Matthew David Hopkins
Saul Taylor / June 4, 2019
Matthew David Hopkins likes a challenge. Dropping everything and heading to New York from Maryland set Hopkins in good stead for the whirlwind of success he has achieved with 360 Design, the events firm that global brands count on when they want to make a splash.
What are the purpose of events?
Personally, I am interested in people and what makes them tick — what are their stories, what moves them, what do they care about? Even from the very beginning, I considered what guests will learn about you once they leave. Because the truth is, the event is going to come and go and what are we left with? We get this amazing moment where we have people’s attention for a period of time and we get to do whatever we want. We work on all different kinds of parties and experiences, regardless of whether a company is trying to build their brand or it’s a couple getting married, or you’re trying to raise money. The biggest question is how do we draw these people closer to you? That’s what I think this is all about. Building a relationship between the host and the guest.

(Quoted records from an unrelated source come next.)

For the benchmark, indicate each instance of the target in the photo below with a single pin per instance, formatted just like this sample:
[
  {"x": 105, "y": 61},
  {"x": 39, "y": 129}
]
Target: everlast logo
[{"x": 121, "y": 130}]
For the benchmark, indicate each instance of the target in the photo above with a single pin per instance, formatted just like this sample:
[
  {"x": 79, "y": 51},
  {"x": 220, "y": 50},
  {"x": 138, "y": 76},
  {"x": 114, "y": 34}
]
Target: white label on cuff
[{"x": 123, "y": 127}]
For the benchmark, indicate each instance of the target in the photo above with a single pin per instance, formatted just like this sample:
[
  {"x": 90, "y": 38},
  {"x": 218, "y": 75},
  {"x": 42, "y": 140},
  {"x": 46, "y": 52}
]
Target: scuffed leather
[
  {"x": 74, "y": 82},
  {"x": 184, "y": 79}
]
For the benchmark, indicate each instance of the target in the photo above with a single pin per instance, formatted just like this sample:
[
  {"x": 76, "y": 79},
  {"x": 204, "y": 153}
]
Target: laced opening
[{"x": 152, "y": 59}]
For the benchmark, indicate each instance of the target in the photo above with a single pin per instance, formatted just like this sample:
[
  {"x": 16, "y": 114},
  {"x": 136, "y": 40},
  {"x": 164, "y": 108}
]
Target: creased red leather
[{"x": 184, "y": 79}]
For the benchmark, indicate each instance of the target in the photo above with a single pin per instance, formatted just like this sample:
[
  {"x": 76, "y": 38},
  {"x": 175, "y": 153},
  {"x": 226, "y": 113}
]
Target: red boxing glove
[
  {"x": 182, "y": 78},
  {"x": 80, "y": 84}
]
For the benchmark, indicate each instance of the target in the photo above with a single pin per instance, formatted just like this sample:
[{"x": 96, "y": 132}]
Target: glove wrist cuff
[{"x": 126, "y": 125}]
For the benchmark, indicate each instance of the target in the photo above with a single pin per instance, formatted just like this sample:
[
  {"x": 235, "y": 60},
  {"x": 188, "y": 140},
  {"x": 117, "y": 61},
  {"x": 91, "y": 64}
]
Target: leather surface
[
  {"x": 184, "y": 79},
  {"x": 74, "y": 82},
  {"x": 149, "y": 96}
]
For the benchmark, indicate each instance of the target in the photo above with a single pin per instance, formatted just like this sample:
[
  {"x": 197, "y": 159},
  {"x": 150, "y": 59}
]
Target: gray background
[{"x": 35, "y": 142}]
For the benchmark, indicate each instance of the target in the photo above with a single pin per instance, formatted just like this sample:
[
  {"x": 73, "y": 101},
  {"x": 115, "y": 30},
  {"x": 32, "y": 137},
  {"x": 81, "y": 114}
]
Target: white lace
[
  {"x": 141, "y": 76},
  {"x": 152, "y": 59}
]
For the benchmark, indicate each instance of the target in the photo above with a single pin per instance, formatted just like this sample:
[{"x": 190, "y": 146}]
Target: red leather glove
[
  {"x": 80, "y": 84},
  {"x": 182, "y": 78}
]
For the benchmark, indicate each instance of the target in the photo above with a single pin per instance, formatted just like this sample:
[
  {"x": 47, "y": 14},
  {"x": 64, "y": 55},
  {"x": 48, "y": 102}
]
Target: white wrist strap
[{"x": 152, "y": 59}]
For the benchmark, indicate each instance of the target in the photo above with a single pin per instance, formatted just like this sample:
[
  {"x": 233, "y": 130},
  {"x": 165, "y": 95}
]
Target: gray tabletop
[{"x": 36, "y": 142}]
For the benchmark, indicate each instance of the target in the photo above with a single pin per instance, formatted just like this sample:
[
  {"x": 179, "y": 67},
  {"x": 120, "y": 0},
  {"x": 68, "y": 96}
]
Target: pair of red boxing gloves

Where did you develop your people skills?
I have a degree in architecture and I was doing retail and interior design in Northern Virginia when I thought there had to be more to life. I dropped everything and moved to New York and tried to find a design job but didn’t have much luck. I became a waiter and started doing floral decoration for restaurants. Within the first year I had quit my job to do design and decor for parties. Within another year, people loved the way that I worked so much that they asked me to start planning their events. It took a couple of years to begin with, but it was a natural progression for me.
How do you view event production?
I sometimes look at it as couture clothing. We’re building something for you to wear — you’re the host of the event and we want you to be excited and comfortable. It has to go smoothly and the host must be able to attend and not worry about anything because we’ve done our job well. We have developed a number of documents, renderings and samples where we collect elements of the event to coach the client and the vendors about what we’re building together. We usually have a very short period of time to make it happen. We have a production schedule that we go through minute by minute and department by department so everybody knows what their role is. It is very detail-oriented and choreographed and designed to feel like it naturally evolves in front of the guests; but there’s a lot of things that have to happen in the background. Just rolling that dessert cart out takes a lot of people to make sure the timing was right and that everything happens in the right way.

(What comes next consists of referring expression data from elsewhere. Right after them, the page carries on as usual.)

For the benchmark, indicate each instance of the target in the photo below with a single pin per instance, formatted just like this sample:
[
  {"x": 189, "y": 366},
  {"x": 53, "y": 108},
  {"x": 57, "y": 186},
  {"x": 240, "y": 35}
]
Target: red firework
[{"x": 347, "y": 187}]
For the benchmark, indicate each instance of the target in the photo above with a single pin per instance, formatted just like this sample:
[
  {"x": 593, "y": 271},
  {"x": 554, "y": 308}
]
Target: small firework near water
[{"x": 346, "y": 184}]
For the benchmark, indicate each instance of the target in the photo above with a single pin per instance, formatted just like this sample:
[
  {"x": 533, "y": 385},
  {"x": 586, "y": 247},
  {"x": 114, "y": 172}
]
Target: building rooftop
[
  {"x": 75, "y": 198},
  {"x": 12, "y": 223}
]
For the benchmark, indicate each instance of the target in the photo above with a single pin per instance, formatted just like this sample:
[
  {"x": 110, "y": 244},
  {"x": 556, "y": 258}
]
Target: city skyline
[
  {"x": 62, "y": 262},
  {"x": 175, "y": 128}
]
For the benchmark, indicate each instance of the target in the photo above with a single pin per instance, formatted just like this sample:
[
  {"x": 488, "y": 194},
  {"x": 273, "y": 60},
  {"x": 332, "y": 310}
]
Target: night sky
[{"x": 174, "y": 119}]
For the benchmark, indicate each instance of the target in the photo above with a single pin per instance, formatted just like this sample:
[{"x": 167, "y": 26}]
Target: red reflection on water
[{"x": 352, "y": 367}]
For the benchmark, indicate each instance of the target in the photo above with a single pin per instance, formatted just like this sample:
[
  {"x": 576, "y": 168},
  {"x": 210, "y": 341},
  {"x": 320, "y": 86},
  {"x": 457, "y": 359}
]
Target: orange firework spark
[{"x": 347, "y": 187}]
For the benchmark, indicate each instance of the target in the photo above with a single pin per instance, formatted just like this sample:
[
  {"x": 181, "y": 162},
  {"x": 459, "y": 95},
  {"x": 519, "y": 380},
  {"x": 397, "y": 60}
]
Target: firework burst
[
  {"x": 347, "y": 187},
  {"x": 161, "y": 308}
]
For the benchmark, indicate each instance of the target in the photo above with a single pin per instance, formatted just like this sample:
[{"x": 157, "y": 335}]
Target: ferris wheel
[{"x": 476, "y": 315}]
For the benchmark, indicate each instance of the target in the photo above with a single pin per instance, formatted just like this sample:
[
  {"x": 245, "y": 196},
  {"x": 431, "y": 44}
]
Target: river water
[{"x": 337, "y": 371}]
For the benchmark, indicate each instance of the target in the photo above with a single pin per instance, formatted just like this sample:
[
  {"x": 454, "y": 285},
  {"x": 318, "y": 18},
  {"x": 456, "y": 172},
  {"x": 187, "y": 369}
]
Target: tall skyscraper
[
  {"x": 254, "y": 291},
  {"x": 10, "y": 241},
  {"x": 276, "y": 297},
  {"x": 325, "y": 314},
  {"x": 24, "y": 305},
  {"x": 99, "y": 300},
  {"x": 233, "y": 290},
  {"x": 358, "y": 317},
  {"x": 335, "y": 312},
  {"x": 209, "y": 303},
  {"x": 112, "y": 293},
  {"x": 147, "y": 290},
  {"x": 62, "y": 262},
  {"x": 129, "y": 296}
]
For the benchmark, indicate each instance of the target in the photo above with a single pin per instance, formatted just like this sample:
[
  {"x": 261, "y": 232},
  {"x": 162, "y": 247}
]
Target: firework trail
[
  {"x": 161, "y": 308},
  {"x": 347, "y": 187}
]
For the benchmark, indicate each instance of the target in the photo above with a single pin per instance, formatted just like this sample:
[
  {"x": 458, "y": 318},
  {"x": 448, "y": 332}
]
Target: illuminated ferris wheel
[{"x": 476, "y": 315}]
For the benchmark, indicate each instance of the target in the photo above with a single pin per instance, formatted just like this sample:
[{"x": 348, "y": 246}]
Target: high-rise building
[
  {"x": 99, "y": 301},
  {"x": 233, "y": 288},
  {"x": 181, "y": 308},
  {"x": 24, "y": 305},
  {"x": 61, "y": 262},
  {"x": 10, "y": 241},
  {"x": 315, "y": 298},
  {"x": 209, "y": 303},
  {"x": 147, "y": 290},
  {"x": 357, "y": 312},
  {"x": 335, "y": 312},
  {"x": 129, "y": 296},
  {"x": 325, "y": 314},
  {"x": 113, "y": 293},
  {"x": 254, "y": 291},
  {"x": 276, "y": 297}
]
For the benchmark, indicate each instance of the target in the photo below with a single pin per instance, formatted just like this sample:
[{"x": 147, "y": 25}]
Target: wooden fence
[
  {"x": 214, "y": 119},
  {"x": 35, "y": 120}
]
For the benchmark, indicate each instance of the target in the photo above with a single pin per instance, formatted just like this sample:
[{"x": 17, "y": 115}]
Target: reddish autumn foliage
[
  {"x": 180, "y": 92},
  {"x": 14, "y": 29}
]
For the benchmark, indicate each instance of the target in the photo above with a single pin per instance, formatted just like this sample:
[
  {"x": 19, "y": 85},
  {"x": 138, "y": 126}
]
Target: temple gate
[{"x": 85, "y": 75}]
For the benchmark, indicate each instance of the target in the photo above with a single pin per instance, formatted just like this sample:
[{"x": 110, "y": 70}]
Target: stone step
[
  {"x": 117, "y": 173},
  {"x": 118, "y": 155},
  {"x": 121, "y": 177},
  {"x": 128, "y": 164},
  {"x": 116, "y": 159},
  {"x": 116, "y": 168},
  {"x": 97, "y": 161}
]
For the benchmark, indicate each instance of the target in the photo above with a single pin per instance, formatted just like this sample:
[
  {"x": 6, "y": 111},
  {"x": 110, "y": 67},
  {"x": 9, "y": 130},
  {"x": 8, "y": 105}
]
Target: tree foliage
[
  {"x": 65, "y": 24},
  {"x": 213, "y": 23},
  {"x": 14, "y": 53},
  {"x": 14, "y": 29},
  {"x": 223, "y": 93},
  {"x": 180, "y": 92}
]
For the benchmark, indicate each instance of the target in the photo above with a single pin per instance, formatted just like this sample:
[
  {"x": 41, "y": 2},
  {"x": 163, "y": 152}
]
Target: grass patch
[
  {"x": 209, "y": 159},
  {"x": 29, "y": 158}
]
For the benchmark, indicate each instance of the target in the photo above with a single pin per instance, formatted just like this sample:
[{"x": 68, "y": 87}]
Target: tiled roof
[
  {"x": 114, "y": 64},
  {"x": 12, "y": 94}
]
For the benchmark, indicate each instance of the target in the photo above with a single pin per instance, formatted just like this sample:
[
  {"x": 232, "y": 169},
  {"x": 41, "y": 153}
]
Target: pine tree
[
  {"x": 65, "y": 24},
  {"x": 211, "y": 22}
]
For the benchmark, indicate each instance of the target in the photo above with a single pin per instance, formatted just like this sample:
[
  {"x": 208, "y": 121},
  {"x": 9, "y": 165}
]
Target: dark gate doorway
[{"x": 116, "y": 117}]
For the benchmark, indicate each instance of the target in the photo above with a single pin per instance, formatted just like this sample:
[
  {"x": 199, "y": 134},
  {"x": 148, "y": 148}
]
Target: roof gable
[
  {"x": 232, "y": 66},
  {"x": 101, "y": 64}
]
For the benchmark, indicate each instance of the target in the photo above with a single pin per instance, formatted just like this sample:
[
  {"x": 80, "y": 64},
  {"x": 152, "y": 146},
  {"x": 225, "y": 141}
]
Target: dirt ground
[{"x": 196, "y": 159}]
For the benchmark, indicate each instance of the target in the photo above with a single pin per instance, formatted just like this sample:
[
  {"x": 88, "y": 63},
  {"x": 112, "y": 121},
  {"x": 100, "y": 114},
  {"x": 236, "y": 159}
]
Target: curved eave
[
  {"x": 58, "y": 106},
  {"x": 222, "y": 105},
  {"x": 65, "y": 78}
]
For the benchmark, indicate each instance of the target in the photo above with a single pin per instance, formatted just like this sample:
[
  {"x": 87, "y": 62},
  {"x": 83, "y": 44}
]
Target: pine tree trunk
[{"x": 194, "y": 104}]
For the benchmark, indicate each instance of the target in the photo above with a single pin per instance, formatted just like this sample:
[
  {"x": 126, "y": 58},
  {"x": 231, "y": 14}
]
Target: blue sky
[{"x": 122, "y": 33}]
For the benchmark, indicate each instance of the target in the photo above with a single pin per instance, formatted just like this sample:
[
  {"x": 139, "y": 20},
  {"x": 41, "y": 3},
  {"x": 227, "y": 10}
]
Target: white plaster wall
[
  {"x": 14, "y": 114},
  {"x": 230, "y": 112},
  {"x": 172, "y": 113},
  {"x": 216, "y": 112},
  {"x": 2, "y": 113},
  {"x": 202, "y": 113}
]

What have been your most challenging events?
I have produced a fashion show on the roof of the Good Morning America studios in Times Square where we had to fit everything through a single office window including staging, camera crews and models crawling through. I’ve designed and co-produced two of Mayor Bloomberg’s inaugurations. I’ve even created parties for Madonna, Robert De Niro and Eddie Murphy. But it all comes back to people. And I don’t know that I have a favourite location or venue, they all have their own challenges.

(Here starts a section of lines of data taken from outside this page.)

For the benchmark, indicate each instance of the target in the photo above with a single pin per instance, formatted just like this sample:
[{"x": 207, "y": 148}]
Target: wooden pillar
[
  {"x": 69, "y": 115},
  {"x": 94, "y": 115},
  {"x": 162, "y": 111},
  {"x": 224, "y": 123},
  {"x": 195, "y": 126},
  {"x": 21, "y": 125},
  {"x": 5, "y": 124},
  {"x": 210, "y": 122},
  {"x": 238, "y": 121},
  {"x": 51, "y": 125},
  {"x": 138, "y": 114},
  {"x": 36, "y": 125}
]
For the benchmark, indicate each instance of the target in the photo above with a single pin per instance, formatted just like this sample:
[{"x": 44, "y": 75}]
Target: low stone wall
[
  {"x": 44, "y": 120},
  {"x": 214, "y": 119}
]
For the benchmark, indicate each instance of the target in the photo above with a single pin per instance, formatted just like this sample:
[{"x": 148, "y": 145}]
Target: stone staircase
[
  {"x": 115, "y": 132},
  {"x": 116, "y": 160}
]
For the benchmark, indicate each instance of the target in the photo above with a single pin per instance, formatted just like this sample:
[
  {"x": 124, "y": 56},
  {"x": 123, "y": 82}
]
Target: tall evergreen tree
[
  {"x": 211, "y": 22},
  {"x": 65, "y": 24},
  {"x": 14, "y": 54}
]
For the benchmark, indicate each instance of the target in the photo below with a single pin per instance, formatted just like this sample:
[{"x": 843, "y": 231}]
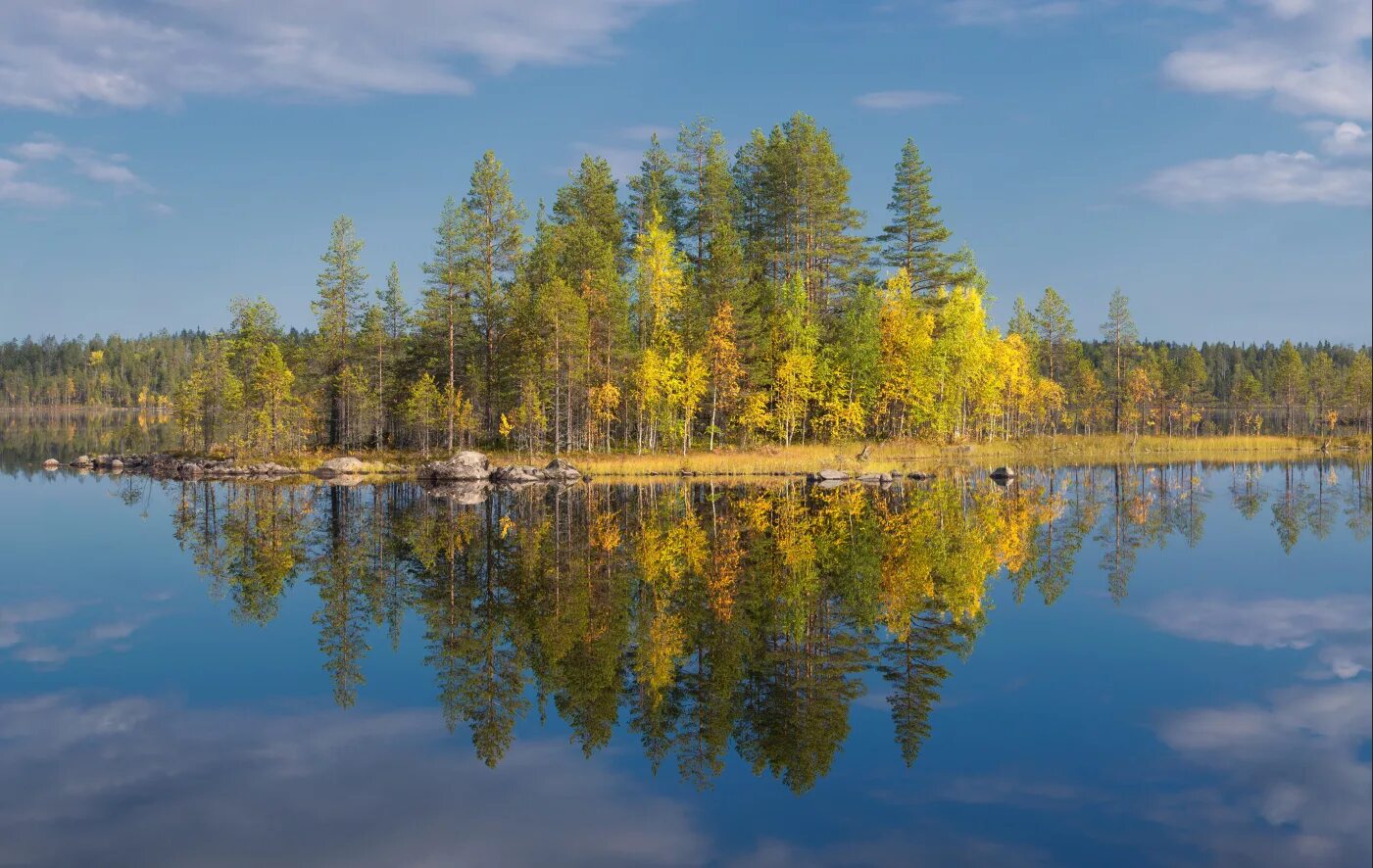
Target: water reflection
[{"x": 706, "y": 617}]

How do you keep up the momentum from event to event?
The key is by allowing diversity to thrive. I’ve seen the industry mature over many years and have been coached by people who specialise in one thing. I keep my focus on what matters to me, which is people and relationship building. I started in this industry in 1996 and I’m still excited every day to meet incredible people and see what they’re doing and what makes them tick.
How have things changed since 1996?
It’s fascinating, because when I started it was the beginning of email. The way technology has changed is the most obvious thing. It has taken the interaction outside of the four walls of the event — it can now be shared with anybody around the world. In doing so, it has also driven the importance of having physical human beings in a room. People can tweet about it, post about it and livestream it, but it’s different when you’re there.
What makes a great event?
Every once in a while everything lines up. I’ve had moments in my career where it has happened and everyone just feels the ‘it’ factor — something you can’t explain but you know when it happens. We work so hard to make something very special and usually we get 90 per cent there and it’s truly great. But every now and again something just blows up with a special energy that every single person is charged by. People look at each other with happiness in their face. It depends what kind of event it is, but we’ve had standing ovations to something that has happened on stage or they’ve walked out with a glow.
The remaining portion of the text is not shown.